Bose-Einstein condensation of photons

Bose-Einstein condensation, the macroscopic ground state accumulation of particles with integer spin (bosons) at low temperature and high density, has been observed in several physical systems, including cold atomic gases and solid state physics quasiparticles. However, the most omnipresent Bose gas, blackbody radiation (radiation in thermal equilibrium with the cavity walls) does not show this phase transition. The photon number is not conserved when the temperature of the photon gas is varied (vanishing chemical potential), and at low temperatures photons disappear in the cavity walls instead of occupying the cavity ground state.

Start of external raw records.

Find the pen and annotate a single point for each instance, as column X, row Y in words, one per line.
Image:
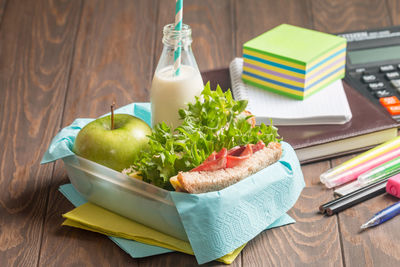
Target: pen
column 387, row 169
column 355, row 172
column 323, row 208
column 353, row 199
column 383, row 216
column 368, row 155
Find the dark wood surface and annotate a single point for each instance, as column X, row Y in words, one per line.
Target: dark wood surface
column 65, row 59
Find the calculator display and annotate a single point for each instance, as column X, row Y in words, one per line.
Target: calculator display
column 374, row 55
column 373, row 66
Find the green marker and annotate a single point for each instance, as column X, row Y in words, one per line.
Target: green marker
column 381, row 172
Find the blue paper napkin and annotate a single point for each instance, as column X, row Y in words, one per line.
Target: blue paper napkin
column 137, row 249
column 217, row 223
column 61, row 145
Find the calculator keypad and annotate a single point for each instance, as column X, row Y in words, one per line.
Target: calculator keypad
column 383, row 93
column 392, row 75
column 369, row 78
column 386, row 68
column 395, row 83
column 376, row 86
column 382, row 84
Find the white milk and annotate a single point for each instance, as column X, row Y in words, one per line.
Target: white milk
column 168, row 93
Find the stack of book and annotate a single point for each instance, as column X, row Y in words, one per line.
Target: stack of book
column 294, row 61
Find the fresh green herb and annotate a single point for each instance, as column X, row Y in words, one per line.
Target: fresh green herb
column 214, row 121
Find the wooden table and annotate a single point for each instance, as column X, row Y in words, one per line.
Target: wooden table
column 60, row 60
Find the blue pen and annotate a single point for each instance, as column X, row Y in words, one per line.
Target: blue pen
column 383, row 216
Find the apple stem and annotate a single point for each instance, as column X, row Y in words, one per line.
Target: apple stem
column 112, row 115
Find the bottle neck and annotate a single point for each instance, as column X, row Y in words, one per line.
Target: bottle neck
column 173, row 38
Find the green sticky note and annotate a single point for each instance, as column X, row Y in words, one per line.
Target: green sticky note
column 295, row 44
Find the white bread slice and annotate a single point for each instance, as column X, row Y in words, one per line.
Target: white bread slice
column 208, row 181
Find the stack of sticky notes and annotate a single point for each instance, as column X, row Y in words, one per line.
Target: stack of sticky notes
column 294, row 61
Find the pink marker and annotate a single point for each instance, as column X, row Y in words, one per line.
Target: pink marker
column 393, row 185
column 353, row 173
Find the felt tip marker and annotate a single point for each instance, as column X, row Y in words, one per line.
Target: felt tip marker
column 383, row 216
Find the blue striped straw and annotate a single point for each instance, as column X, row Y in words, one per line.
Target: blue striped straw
column 178, row 27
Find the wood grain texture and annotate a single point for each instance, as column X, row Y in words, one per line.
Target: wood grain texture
column 113, row 57
column 36, row 43
column 313, row 238
column 344, row 15
column 376, row 246
column 255, row 17
column 211, row 24
column 2, row 6
column 393, row 7
column 112, row 60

Here I will describe an experiment observing a Bose-Einstein condensation of photons in a dye-filled optical microcavity [1]. The cavity mirrors provide both a confining potential and a non-vanishing effective photon mass, making the system formally equivalent to a two-dimensional gas of trapped, massive bosons. By multiple scattering of the dye molecules, the photons thermalize to the temperature of the dye solution. In my talk, I will begin with a general introduction and give an account of current work and future plans of the Bonn photon gas experiment. \\[4pt] [1] J. Klaers, J. Schmitt, F. Vewinger, and M. Weitz, Nature \textbf{468}, 545 (2010).